Medida assinada por Bolsonaro foi publicada no Diário da União desta segunda-feira

11 FEV 2019Celso Bejarano16h46min
Foto: Divulgação

Dados da Divisão de Saúde da Agepen (Agência Estadual de Administração do Sistema Penitenciário) revela que até dezembro do ano passado, 117 pessoas cumpriam cárcere mesmo sendo portadores do HIV, vírus causador da Aids, nove submetiam-se ao tratamento de câncer e outros 45 com outros tipos de doenças graves. Os números foram divulgados na tarde desta segunda-feira (11) por meio do site da Agepen-MS.

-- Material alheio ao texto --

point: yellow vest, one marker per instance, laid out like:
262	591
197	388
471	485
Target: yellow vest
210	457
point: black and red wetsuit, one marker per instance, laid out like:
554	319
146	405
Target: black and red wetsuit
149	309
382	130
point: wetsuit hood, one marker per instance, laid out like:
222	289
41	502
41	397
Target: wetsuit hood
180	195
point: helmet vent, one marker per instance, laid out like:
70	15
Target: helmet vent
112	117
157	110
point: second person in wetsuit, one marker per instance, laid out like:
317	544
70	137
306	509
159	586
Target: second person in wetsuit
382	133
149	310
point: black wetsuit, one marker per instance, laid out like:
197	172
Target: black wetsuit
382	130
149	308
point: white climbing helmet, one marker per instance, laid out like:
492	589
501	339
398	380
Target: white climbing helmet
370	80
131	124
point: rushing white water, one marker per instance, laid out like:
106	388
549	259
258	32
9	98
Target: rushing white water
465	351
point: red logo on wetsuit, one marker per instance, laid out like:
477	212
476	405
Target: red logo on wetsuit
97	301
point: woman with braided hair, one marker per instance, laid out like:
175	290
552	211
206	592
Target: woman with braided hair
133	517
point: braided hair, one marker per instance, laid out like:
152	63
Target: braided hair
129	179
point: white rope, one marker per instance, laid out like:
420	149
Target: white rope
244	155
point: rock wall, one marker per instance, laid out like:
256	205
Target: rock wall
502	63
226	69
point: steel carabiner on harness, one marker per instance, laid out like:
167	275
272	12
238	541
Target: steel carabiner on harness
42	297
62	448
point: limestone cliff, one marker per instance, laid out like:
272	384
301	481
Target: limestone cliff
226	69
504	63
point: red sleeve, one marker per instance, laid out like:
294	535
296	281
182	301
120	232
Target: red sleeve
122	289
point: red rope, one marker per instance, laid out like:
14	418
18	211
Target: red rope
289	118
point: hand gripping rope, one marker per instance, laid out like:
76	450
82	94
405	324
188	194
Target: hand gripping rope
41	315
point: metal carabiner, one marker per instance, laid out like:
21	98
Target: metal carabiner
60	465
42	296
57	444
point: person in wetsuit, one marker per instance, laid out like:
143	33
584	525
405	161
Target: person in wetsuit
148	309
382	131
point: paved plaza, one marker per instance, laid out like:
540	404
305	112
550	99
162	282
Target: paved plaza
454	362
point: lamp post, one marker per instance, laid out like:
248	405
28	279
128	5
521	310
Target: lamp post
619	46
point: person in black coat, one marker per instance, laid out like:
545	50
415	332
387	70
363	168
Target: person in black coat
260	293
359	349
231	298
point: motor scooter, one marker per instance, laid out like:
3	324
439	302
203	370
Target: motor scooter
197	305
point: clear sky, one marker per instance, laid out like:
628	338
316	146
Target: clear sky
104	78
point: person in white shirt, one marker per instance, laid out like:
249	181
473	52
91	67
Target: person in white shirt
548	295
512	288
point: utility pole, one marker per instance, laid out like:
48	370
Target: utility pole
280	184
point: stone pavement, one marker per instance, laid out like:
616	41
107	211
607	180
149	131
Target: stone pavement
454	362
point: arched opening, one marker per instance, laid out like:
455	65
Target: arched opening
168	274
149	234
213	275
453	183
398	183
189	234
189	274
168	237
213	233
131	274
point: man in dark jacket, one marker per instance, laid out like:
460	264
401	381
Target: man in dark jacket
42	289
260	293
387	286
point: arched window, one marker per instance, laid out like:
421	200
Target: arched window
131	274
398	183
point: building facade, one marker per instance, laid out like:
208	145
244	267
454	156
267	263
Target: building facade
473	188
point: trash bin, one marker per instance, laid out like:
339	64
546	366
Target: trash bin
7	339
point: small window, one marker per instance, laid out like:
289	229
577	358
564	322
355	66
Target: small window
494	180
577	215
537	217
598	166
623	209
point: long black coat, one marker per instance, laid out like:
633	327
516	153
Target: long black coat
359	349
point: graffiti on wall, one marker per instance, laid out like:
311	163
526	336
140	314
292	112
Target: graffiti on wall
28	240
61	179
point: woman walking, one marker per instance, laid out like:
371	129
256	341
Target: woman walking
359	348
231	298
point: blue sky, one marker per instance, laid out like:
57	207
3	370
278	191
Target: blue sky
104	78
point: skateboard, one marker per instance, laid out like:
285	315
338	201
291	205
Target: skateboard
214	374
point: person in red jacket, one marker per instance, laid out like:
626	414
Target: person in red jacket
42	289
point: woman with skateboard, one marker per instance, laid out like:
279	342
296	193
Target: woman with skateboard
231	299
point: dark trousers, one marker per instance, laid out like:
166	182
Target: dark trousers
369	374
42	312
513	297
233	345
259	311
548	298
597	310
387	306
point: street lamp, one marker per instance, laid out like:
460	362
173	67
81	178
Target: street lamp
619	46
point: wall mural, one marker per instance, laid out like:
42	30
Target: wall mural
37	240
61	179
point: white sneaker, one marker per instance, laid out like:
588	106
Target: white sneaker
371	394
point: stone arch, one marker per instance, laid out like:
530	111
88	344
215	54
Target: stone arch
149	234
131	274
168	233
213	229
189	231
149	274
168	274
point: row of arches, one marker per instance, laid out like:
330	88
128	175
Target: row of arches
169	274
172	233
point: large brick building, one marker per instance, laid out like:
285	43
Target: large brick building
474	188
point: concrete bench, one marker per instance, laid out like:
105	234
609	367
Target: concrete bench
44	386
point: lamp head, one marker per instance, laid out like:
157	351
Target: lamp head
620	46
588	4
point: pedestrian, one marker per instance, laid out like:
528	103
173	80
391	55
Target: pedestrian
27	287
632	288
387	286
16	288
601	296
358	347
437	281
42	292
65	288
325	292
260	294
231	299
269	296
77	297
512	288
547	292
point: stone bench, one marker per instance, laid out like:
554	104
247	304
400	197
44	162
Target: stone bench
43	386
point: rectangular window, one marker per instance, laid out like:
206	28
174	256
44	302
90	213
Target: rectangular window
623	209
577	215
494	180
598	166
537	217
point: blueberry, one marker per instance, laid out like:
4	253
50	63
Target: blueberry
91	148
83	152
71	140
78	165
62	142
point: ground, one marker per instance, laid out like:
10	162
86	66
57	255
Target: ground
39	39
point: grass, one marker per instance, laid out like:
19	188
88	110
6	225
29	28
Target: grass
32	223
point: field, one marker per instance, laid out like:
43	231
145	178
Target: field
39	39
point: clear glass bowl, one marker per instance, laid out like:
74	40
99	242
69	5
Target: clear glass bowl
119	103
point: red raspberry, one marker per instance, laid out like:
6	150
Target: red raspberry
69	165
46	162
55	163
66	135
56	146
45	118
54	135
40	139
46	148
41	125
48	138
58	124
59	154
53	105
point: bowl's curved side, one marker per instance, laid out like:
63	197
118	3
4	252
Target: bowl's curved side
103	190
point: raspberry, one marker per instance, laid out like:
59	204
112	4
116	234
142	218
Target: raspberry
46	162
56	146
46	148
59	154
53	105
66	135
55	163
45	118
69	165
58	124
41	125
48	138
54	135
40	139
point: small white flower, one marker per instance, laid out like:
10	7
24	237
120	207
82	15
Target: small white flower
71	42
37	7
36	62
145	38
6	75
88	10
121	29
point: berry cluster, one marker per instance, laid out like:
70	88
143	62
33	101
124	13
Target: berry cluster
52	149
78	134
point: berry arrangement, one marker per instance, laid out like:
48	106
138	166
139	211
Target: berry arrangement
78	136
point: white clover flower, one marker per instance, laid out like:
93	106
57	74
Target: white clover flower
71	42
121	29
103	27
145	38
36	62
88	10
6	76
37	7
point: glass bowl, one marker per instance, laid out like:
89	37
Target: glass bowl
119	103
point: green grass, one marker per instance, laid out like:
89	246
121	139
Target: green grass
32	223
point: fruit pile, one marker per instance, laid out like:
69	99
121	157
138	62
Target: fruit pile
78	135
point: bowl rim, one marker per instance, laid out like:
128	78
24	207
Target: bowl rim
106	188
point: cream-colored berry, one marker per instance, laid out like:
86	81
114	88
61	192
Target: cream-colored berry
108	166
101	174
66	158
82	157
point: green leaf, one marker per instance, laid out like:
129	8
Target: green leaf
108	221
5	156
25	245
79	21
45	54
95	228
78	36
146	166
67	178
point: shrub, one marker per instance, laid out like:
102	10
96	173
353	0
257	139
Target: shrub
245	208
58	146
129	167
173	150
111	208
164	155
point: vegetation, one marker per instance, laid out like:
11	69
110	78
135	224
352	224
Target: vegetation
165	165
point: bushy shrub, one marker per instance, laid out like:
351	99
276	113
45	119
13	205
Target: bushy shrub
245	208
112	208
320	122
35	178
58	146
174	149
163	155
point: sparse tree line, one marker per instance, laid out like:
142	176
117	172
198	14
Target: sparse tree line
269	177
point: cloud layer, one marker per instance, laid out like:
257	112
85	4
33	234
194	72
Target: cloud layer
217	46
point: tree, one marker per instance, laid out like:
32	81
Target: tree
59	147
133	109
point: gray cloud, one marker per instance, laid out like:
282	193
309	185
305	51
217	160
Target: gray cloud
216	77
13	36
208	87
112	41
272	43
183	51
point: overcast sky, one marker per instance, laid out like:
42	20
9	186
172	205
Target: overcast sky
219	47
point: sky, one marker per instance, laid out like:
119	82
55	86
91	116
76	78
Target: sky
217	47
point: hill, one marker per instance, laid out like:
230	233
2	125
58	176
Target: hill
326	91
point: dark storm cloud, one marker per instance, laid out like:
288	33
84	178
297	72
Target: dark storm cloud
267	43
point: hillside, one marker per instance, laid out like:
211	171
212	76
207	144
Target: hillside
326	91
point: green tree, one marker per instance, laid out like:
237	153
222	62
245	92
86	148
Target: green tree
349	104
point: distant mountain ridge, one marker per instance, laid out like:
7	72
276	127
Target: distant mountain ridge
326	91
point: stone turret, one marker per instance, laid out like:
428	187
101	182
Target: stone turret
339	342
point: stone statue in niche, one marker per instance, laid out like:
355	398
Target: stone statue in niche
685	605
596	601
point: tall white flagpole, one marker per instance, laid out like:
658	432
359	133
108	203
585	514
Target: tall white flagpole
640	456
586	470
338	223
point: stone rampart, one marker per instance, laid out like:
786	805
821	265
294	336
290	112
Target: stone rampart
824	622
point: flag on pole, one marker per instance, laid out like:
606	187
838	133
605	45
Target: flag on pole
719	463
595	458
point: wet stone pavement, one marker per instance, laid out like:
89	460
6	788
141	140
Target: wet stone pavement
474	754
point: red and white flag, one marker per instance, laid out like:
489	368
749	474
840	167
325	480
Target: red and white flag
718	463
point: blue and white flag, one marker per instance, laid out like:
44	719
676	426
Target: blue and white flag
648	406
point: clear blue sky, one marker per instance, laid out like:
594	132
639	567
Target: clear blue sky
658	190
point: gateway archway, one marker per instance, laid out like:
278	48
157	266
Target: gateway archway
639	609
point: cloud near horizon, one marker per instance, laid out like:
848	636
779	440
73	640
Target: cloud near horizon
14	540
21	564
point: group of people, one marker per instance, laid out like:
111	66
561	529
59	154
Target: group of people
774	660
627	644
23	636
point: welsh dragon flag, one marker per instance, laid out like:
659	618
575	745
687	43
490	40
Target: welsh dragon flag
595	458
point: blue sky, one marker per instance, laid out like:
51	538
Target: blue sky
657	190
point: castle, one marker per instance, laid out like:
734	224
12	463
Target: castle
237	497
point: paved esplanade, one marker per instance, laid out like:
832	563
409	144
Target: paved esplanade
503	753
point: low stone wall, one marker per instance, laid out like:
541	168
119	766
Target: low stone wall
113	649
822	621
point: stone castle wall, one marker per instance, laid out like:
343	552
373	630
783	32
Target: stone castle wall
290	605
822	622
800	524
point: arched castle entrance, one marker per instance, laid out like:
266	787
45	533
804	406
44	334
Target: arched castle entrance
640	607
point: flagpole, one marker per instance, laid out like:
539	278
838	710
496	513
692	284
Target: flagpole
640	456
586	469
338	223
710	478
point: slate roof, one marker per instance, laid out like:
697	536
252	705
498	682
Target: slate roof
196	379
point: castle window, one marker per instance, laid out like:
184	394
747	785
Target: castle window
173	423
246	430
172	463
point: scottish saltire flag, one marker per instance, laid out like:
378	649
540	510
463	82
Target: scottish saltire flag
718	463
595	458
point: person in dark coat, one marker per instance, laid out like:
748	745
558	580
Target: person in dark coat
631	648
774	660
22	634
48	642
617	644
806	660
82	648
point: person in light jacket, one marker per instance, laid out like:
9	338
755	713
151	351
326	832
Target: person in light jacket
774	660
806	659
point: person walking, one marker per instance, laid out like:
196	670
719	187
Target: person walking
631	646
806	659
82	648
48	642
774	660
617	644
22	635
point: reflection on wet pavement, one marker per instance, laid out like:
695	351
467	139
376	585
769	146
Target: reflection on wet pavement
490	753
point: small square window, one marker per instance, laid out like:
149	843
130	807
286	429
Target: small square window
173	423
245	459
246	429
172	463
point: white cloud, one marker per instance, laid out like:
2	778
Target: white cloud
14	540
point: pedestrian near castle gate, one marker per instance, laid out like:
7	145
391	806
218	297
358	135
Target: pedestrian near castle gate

Somados, 171 encarcerados em Mato Grosso do Sul sofrem de doenças graves e podem ser incluídos na regra nova que concede indulto humanitário, ideia oficializada nesta segunda  pelo decreto publicado no Diário Oficial da União.

Assinado pelo presidente Jair Bolsonaro e o ministro da Justiça e Segurança Pública Sérgio Moro, a medida autoriza o indulto em casos específicos, como paraplegia, tetraplegia ou cegueira contraída depois da prática do delito ou dele consequente.

A doença precisa der confirmada por laudo médico oficial ou por médico escolhido pelo juiz executor da pena.

O indulto vale ainda para os detentos com doença grave, neoplasia maligna ou síndrome da deficiência imunológica adquirida (Aids), desde que em estágio terminal e comprovada por laudo médico oficial, ou, na falta do laudo, por médico designado pelo juízo da execução.

Sem indulto

Há restrições no decreto, como a proibição do indulto aos condenados por corrupção (ativa e passiva), crimes hediondos, de tortura e tráfico de drogas. Também não serão libertados presos condenados por crimes cometidos com grave violência contra pessoa, por envolvimento com organizações criminosas, terrorismo, violação e assédio sexual.

Também estão vetados aos benefícios os condenados por estupro de vulnerável, corrupção de menores, satisfação de lascívia mediante presença de criança ou adolescente e favorecimento da prostituição ou de outra forma de exploração sexual de criança, adolescente ou de vulnerável.

O decreto proíbe ainda o indulto aos condenados por peculato, concussão e tráfico de influência. A medida também exclui aqueles que tiveram a pena privativa de liberdade substituída por restritiva de direitos ou multa, que tiveram suspensão condicional do processo e nos casos em que a acusação recorreu após o julgamento em segunda instância.

Defensoria Pública

A lista de pessoas com direito ao indulto deverá ser encaminhada à Defensoria Pública, ao Ministério Público, ao Conselho Penitenciário e ao juízo da execução pela autoridade que detiver a custódia dos presos.

O indulto não é aplicável se houver recurso da acusação de qualquer natureza após o julgamento em segunda instância.